Retired bishop urges Hongkongers to make noise against delayed legislative election

蘋果日報 2020/09/08 18:13


As authorities continue to crack down on Hong Kong’s protests, including against the postponed Legislative Council election, a former archbishop has urged residents to make themselves heard peacefully at home by literally banging on pots and pans.
Cardinal Joseph Zen, a retired bishop of the Catholic Diocese of Hong Kong and a pro-democracy activist, urged the city’s residents to produce a minute of noise wherever they were on Sunday — the original date of the legislative election before it was postponed — to express demands for a new voting arrangement.
“No need to trouble the violent police,” he said in a web broadcast, urging residents to “sound the horn, bang on drums, gongs, surfaces, broadcast noise, broadcast music” instead of taking part in marches that would be deemed illegal by authorities.
On Sunday, Zen released a live broadcast of himself banging on a steel pot for a minute with the words, “repeal decision, restart elections” printed on the wall behind him.
Despite Cardinal Joseph Zen’s calls for at-home action, protests still broke out across Hong Kong on Sunday and were met with swift police action and dozens of arrests.
At least 90 people were arrested. By late afternoon, at least one protester was held on suspicion of breaching the national security law.
Chief Executive Carrie Lam announced last month that the LegCo polls would be postponed by a year due to the coronavirus pandemic.
The Democratic Party launched a campaign to call for an immediate resumption of voting. It criticized the government for moving ahead with universal COVID-19 testing — an exercise that would require people to remove face masks to get tested — while claiming it did not have the capacity to create a safe environment for the election.

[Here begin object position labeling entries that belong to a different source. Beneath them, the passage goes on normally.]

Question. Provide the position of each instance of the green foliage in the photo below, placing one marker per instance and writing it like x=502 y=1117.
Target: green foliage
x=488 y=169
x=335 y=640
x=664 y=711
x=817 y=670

“They just want to spare the pro-establishment camp the real prospect of losing,” said Democratic legislator Lam Cheuk-ting, who added that holding legislative elections every four years was enshrined in the Basic Law, Hong Kong’s mini-constitution, and that using the pandemic as an excuse to deprive residents the right to vote was akin to breaching the Basic Law.
“The longer you delay the elections, the deeper the rift in society will grow,” said Lam.
Residents who queued up to sign the party’s petition expressed similar views. A Mr. Chu said: “We need to keep pressuring the government. We cannot let them just get away with a simple announcement that they will delay the election for a year. We cannot let them get away with such an absurd arrangement.”